Pedro Sanchez, Angela Merkel e Emmanuel Macron
3 minuti per la letturaA leggere i dati Istat sul mercato del lavoro di dicembre 2020 un grido di allarme è corso sulla rete, è approdato nei tg, nei talk show, sui quotidiani (da settimane concentrati sulla crisi di governo senza rinunciare al solito virologo). Tutti a chiedersi perché l’occupazione è tornata a diminuire, interrompendo il trend positivo che tra luglio e novembre aveva portato a un recupero di 220 mila occupati. Anche la disoccupazione, dopo quattro mesi di progressivo calo, è tornata a crescere portando il tasso al 9%.

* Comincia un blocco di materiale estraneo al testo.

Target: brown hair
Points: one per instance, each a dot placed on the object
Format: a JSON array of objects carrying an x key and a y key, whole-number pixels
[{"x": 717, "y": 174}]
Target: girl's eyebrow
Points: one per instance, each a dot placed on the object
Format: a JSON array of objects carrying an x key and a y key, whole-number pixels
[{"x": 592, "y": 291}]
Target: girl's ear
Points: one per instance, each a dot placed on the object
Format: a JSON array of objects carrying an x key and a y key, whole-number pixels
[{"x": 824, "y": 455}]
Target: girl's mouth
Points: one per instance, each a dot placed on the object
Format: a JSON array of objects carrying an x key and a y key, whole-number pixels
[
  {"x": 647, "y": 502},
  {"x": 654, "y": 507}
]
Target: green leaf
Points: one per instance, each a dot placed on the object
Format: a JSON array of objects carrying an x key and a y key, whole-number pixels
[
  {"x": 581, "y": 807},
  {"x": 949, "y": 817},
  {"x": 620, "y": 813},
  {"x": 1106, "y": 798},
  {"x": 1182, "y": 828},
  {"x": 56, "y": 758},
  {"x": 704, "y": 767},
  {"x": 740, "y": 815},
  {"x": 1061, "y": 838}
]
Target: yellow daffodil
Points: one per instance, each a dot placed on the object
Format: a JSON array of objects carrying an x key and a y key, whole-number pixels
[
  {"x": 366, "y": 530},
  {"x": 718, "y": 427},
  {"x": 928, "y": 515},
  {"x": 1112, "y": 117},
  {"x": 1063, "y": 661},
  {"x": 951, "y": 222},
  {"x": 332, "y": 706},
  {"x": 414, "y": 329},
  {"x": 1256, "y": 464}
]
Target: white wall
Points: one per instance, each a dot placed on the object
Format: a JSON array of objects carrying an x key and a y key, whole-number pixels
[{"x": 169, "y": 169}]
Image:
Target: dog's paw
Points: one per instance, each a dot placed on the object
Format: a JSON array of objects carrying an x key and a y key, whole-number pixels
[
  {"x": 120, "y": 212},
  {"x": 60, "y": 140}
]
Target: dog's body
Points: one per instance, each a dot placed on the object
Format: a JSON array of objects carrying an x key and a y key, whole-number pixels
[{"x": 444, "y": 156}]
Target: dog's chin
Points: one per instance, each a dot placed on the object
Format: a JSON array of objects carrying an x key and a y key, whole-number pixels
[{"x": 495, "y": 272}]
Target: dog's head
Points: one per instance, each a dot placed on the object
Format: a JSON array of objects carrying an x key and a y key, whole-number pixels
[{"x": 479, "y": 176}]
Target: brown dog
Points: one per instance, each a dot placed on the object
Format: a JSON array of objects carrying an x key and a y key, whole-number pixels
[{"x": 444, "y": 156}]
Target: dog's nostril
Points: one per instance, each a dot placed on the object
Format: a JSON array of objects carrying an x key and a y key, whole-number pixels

Rispetto a febbraio 2020, il tasso di occupazione è più basso di 0,9 punti percentuali e quello di disoccupazione di 0,4 punti. Le ripetute flessioni congiunturali dell’occupazione registrate tra marzo e giugno 2020, unite a quella di dicembre, hanno portato – aggiunge l’Istat – l’occupazione a un livello più basso di quello registrato nel dicembre 2019 (-1,9%, pari a -444mila unità). La diminuzione coinvolge uomini e donne, dipendenti (-235mila) e autonomi (-209mila) e tutte le classi d’età, ad eccezione degli over50, in aumento di 197mila unità, soprattutto per effetto della componente demografica (ovvero si tratta di un’illusione ottica determinata dall’incremento materiale di queste coorti anagrafiche, nel senso che la crescita di numero riguarda persone già occupate, ma transitate in un’altra coorte anagrafica per il naturale scorrere degli anni).
Come si può notare – soprattutto se si aggiunge il numero dei rapporti non attivati e dei soggetti inattivi – il blocco dei licenziamenti che passa da una proroga all’altra è una misura discutibile anche sul piano di una logica strettamente e tenacemente difensiva dell’esistente. Poi vi è il suono sinistro della campana di dicembre: 101mila occupati in meno di cui 99mila sono donne.
Ma quali sono le cause di questo trend negativo del mercato del lavoro? Perché il mese di dicembre ha avuto un’impennata della disoccupazione? Diciamoci la verità: siamo in presenza di un effetto collaterale (scontato) delle misure – assunte in autunno inoltrato e soprattutto all’inizio di dicembre – per la cosiddetta mitigazione del contagio da Covid-19. Si è sparato sull’autoambulanza della solita Croce Rossa: il settore dei servizi con chiusure a tappeto spesso prive di una giustificazione adeguata.
Quando viene soppressa la stagione del turismo invernale, si chiudono tutte le attività economiche che lavorano e producono buona parte del loro fatturato durante le festività, si vietano gli spettacoli, si impone il coprifuoco e si proibisce di varcare i confini tra i piccoli comuni, si criminalizzano i cosiddetti assembramenti, si limita il numero dei parenti che è possibile invitare a cena, non è il caso di stupirsi se aumenta la disoccupazione e diminuisce l’occupazione. Magari non siamo in presenza di licenziamenti, ma di mancate assunzioni. Poi i dati parlano da soli. La diminuzione degli occupati – certifica l’Istat – nell’ultimo mese (il dicembre nero) coinvolge i dipendenti permanenti (-0,1%), quelli a termine (-0,3%) e soprattutto gli autonomi (-1,5%). Il calo degli occupati registrato nei dodici mesi non riguarda i permanenti, che crescono dell’1% (+158mila), ma soltanto i dipendenti a termine (-13,2%, pari a -393mila) e gli indipendenti (-4%, pari a -209mila).
Come interpretare allora il dato dei lavoratori autonomi, se non ritenendo che si tratti di aziende che hanno abbassato la saracinesca per sempre, con annessi dipendenti a spasso? Gilberto Corbellini e Alberto Mingardi, su Il Foglio di sabato scorso, hanno posto una domanda ormai divenuta ineludibile: ‘’Fino a quando può resistere una società imprigionata dal virus?’’. Ed hanno aggiunto: ‘’Trovare un punto intermedio fra le diverse istanze, stimando al meglio i rischi e proteggendo al meglio le categorie più fragili è difficilissimo, ma è curioso rifiutarsi di cercarlo’’.